Dee danced the old-fashioned waltz until she almost forgot how to do a single modern step. The grouchy bachelor forgot to worry about the possibility of damp sheets and babbled along about the dances of the eighties, and promised to teach his young partner the racket and the heel and toe polka if any of the records would fit those defunct dances.
The sprightliness of that particular bachelor was catching, and the two others, who had begun to inquire about time tables with a view to beating a hasty retreat to the safety-firstness of the city, found themselves cheering up, too; and warmed by the good hot coffee, they began to dance with youthful ardor and actually grumbled when the crowd broke up for needed repose.
“Aren’t the Tuckers splendid?” said Douglas, when she and her sisters were undressing.
“Indeed they are,” agreed Helen, “and I like that little Allison girl a lot, too.
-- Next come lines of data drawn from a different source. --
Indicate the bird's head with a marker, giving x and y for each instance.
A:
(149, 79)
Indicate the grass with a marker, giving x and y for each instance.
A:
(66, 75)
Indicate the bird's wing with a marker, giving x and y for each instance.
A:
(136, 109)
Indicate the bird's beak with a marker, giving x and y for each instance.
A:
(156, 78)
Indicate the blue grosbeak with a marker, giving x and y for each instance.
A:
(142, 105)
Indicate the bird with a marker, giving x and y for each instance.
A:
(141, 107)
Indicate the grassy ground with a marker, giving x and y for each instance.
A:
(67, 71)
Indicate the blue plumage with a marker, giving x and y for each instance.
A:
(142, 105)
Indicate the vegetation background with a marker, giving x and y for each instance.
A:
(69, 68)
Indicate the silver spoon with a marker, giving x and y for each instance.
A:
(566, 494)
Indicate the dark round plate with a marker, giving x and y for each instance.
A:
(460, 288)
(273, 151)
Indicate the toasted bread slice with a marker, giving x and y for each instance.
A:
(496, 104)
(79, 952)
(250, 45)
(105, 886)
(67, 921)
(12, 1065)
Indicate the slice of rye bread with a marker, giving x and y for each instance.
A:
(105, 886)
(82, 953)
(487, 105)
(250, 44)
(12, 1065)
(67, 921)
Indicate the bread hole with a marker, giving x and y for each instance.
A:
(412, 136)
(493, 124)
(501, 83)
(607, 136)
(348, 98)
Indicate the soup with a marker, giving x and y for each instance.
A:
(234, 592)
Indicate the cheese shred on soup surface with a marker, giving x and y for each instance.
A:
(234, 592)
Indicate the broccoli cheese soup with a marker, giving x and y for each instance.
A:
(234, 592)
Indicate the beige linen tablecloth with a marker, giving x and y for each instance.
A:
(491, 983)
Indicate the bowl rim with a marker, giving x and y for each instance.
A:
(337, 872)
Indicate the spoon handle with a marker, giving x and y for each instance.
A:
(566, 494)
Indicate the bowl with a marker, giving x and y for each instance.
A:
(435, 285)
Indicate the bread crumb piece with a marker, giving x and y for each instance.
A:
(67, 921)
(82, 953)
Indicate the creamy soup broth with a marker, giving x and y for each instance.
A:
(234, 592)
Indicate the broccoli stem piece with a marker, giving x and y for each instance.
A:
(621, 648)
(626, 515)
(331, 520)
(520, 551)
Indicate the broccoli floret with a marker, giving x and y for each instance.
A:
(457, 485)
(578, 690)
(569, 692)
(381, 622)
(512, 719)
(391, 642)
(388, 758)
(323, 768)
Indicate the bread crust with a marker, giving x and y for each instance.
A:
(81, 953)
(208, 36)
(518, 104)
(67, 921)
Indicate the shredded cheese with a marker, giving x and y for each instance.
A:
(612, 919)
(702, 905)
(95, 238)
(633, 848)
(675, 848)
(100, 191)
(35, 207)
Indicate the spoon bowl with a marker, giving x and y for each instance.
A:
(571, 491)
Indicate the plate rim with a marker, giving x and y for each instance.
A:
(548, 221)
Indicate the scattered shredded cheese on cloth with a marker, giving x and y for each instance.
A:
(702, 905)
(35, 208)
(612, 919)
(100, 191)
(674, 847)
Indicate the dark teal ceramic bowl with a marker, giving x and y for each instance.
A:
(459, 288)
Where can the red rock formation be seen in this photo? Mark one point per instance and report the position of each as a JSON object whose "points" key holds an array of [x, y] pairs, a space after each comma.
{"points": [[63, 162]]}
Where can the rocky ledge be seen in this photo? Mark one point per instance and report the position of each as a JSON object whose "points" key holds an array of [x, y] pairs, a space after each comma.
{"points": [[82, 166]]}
She waltzed in and helped with the eats as though she were one of us.”
“I think Mr. Tucker is kind of gone on her,” drawled Nan.
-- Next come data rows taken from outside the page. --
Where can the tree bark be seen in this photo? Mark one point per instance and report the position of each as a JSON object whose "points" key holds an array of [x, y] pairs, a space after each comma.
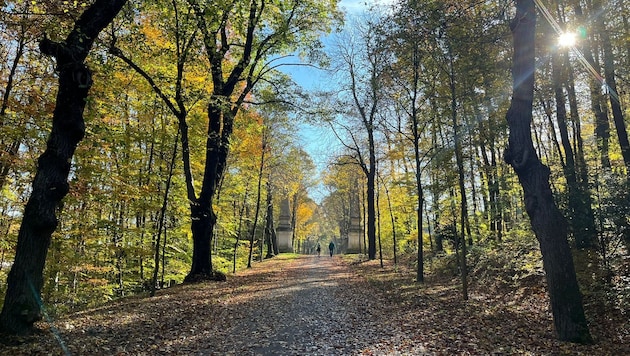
{"points": [[547, 222], [22, 304]]}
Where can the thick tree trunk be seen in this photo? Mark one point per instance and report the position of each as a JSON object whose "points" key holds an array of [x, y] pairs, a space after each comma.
{"points": [[22, 304], [204, 219], [547, 222]]}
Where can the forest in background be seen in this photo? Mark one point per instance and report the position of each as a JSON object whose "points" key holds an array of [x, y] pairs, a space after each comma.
{"points": [[419, 100]]}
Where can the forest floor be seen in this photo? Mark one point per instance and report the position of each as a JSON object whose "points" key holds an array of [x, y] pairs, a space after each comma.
{"points": [[310, 305]]}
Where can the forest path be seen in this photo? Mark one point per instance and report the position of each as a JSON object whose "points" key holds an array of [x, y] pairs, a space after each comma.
{"points": [[307, 305], [314, 306]]}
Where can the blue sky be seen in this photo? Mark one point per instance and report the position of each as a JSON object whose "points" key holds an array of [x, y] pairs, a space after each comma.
{"points": [[319, 141]]}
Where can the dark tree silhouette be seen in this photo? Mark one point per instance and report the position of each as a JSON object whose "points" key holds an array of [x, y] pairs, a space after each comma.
{"points": [[22, 304], [547, 222]]}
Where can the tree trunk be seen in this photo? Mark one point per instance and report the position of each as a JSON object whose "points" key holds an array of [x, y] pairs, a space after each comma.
{"points": [[22, 303], [547, 222], [611, 88], [270, 233], [201, 211], [582, 218]]}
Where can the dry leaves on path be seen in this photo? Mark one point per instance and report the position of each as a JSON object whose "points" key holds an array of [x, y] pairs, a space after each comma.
{"points": [[307, 306]]}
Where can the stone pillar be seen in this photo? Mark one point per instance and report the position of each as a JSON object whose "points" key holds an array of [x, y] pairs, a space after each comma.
{"points": [[355, 232], [284, 230]]}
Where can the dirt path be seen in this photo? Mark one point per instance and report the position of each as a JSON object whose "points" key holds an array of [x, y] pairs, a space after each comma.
{"points": [[305, 306], [316, 307]]}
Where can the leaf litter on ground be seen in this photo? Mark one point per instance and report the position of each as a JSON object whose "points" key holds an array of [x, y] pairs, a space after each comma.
{"points": [[320, 306]]}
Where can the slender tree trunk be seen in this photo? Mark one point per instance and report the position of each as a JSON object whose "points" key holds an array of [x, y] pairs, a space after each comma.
{"points": [[270, 234], [465, 226], [261, 167], [161, 218], [22, 303], [582, 218], [547, 222], [611, 87]]}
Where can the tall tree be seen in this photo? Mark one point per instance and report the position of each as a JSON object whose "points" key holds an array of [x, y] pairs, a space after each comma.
{"points": [[240, 42], [22, 304], [547, 221]]}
“Nonsense! You are always thinking somebody is gone on somebody,” laughed Helen.
“Well, somebody always is. He treats her just like he does the twins, only different.”
“How’s that, like triplets?”
But Nan had gone to sleep before she could formulate her ideas about how Mr. Tucker treated Page. She only devoutly hoped he would devise some method by which he could persuade her mother to give up the idea of going to White Sulphur and let Douglas alone about making her debut the following winter.